What are CLOBs (Character Large Objects)?
Normally, databases save data as follows: Individual table columns are compiled as rows, which are then stacked as data blocks. In each data block, a certain piece of information is then assigned to a row. Saving data blocks in this way requires less storage space in the database.
But particularly large data objects are treated differently by databases. These Large Objects (LOBs) are much larger than conventional database entries, as well as unstructured, and are therefore usually stored in a separate storage location. The database then simply creates a reference to the storage location of the object at the corresponding position.
Two types of LOBs exist: BLOBs and CLOBs. A BLOB is a data type that saves large binary objects, while the CLOB file format stores long character strings. The abbreviation stands for Character Large Objects and the term was coined by the developers of the Oracle database. In other database systems, there are also other designations for large objects, such as TEXT in MySQL and PostgreSQL.
How Do CLOBs Work and What Are Their Applications?

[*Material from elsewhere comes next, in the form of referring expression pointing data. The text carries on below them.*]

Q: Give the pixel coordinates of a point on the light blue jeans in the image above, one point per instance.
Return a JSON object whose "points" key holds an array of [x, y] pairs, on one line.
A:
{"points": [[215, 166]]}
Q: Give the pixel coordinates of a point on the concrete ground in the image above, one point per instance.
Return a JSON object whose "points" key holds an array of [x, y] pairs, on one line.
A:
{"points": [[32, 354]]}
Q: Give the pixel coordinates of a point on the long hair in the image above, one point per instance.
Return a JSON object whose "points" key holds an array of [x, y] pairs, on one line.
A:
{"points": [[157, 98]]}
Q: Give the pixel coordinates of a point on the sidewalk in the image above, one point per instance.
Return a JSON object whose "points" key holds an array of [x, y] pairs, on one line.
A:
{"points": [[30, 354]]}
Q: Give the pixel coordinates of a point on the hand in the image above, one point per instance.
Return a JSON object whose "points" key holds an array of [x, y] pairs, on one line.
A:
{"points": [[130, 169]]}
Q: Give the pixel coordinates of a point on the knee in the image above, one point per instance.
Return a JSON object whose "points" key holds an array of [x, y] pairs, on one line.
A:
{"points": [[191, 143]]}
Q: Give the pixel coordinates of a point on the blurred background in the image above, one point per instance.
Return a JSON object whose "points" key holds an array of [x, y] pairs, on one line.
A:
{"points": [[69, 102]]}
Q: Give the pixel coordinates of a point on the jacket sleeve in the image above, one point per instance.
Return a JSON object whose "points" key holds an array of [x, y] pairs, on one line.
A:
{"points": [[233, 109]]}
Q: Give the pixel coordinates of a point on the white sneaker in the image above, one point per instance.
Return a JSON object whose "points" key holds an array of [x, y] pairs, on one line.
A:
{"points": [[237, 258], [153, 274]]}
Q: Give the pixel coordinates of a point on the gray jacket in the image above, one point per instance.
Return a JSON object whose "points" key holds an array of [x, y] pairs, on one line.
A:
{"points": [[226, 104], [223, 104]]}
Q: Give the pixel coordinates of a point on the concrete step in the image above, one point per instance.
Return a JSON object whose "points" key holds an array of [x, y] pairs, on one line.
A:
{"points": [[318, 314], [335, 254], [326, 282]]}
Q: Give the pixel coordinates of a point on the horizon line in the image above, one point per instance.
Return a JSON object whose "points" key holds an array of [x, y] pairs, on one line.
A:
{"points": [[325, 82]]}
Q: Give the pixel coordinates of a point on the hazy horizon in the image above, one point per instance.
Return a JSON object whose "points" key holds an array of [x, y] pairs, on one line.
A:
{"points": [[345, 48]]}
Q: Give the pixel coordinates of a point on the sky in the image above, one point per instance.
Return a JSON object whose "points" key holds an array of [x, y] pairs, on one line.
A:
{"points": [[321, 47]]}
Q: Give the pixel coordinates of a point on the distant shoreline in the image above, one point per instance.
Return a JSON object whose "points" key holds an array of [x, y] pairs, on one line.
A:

Character Large Objects encompass all database objects with strings – i.e. all objects that contain files consisting of characters. Character strings are sequences of letters, digits, special characters, and control characters; CLOB entries therefore typically reference text documents (particularly XML). What’s special about storing these large data types is that they are not contained directly in the database – with few exceptions – but in a separate place. The database itself only contains a reference mechanism that points to the respective CLOB. For instance, the entire character code of a website is not stored in a database cell, but instead a reference number that links to the actual storage location of the underlying HTML document.
Pros and Cons of CLOB Storage
One of the biggest advantages of the CLOB data type is the ability to read and edit individual files. For example, database administrators can use application programmes to compare, edit or merge the content of input Character Large Objects. A brief overview of the editing options is shown below:
- SUBSTR allows users to extract strings from a CLOB
- INSTR inserts cut strings into another position or other CLOBs
- COMPARE compares the values of two CLOBs
- APPEND connects two CLOBs with each other
Since CLOBs store the documents with text or characters in full, it’s possible to examine their content in detail. Administrators can determine exactly whether content is duplicated or text parts overlap. If this is the case, the datasets can be combined to free up unnecessarily occupied storage space.
In addition, storing letters, digits, special characters, and control characters as CLOBs is absolutely loss-free: When saving files, it often depends on whether all information within the document actually has to be saved – that isn’t an issue with this data format. For instance, you can also save the meta information of a document together with the actual content as a CLOB. Most databases therefore even support the presentation of Character Large Objects in a tree structure as well as navigation and searching for specific content.
The disadvantages of this data type for storing enormously large numbers of characters include the fact that some databases do not allow editing with familiar SQL functions. CLOBs store extremely large quantities of text, which means the execution of standard functions would take a very long time. However, at least the application commands mentioned above – SUBSTR, INSTR, COMPARE, and APPEND – are possible alternatives for replicating unavailable SQL operations. Another disadvantage of CLOBs is that relatively small data elements waste valuable storage space, since a defined, segmented storage space is reserved outside the database.